Bazen merak ettiğin tüm yollar aslında seni bir engele sürüklemek için gizem esintileri taşır.
Ulaşamayacağın için merak edersin ve bu merak da öyle 1,2,3 günde geçecek türden bir merak değildir.
Genellikle aylar, çoğu zaman yıllar sürer.
Aşamayız. Kavuşamayız hatta beklenen zamana.
Ertelenme konusunda Oscar’a aday olacak nitelikte bir süreklilik, performans sergiler.
Orada durur, milim adımlarla ilerleriz o zamana.
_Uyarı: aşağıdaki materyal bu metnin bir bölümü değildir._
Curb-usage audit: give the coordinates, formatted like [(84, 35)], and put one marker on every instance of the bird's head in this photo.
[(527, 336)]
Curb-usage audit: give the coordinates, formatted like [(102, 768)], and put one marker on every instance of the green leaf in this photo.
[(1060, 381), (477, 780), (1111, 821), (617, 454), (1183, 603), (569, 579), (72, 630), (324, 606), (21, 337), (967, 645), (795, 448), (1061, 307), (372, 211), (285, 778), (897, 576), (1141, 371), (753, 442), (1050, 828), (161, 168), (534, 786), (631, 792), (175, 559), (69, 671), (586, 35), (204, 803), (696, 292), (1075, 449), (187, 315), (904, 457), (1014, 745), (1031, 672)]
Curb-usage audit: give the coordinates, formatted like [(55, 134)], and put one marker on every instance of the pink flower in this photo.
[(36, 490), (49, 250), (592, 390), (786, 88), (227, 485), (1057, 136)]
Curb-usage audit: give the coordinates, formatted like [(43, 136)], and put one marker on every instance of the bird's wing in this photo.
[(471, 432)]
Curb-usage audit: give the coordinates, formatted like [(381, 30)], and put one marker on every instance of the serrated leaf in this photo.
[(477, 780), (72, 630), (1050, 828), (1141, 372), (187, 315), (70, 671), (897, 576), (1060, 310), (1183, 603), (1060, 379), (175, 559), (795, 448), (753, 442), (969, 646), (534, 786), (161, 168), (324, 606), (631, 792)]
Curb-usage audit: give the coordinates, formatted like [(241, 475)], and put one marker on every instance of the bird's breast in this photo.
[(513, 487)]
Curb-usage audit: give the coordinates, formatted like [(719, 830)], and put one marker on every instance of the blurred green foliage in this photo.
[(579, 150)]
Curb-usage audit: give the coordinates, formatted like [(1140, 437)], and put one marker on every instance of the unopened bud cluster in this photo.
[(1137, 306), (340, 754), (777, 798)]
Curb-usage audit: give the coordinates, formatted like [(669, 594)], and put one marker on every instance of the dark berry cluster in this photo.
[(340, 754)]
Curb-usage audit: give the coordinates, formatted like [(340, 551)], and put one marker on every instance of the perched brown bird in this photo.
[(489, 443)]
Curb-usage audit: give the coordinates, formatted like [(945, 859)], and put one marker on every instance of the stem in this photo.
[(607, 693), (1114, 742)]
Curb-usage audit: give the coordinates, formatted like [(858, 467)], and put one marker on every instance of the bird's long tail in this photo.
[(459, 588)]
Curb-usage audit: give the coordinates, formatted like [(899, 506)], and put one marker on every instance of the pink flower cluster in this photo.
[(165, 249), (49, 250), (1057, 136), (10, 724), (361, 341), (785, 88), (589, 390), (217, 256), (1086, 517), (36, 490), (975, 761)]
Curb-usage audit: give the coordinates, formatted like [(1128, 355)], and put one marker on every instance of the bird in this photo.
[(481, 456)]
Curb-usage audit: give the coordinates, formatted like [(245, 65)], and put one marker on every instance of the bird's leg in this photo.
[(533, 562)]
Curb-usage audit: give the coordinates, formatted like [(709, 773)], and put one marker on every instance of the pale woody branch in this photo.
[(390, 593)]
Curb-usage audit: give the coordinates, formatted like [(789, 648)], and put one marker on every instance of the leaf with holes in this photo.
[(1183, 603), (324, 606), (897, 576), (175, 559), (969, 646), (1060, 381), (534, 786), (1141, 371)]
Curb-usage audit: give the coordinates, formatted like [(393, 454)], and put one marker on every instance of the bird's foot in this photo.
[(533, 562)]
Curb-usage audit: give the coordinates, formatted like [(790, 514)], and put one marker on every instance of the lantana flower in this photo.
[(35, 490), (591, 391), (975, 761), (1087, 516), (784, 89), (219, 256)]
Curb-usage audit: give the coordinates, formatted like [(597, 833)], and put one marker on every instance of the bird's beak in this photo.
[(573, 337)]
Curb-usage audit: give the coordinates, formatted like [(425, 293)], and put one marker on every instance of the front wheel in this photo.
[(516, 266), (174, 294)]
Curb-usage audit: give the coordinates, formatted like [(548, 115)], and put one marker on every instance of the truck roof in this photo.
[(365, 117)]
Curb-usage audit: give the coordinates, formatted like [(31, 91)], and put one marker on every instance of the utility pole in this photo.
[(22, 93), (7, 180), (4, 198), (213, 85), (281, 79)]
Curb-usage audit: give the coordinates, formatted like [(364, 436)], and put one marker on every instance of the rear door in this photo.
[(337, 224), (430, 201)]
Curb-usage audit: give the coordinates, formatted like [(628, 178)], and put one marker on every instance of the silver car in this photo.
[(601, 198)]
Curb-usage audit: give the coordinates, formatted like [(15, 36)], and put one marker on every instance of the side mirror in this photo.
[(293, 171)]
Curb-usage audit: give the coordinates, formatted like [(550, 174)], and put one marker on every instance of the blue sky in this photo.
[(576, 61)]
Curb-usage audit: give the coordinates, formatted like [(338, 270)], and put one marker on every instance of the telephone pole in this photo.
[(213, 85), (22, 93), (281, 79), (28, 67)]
Ulaşmak neredeyse imkansızdır. Çünkü her şey başından bellidir, bu yüzden ertelenir. Bazı güzellikler geç gelir derler, arada böyle kabusların da sizi beklediğini unuturlar. Saçma bir söz diyemem, dersem saçma olur sonuçta.
Ama buna rağmen, %100 doğru bir söz de kesinlikle değildir. Maksimum %55 diyebilirim.
Beklenen ne varsa şayet yalnızca o zaman ve vadesi dolana kadar hayırlıdır. Dolduktan sonra, yavaş yavaş çekilir bizden.
Sadece ettiğimiz merakla kalırız. Bile bile lades deriz anlayacağınız.
Böyle zamanlarda ne yapmak daha doğru peki
Vazgeçmek?
Kaçmak?
Kovalamak?
Aslında hepsi yanlış. Yapmamız gereken sadece akışta kalmak.
Yahu ne de olsa yaşanacak! Niye acele ediyorsunuz?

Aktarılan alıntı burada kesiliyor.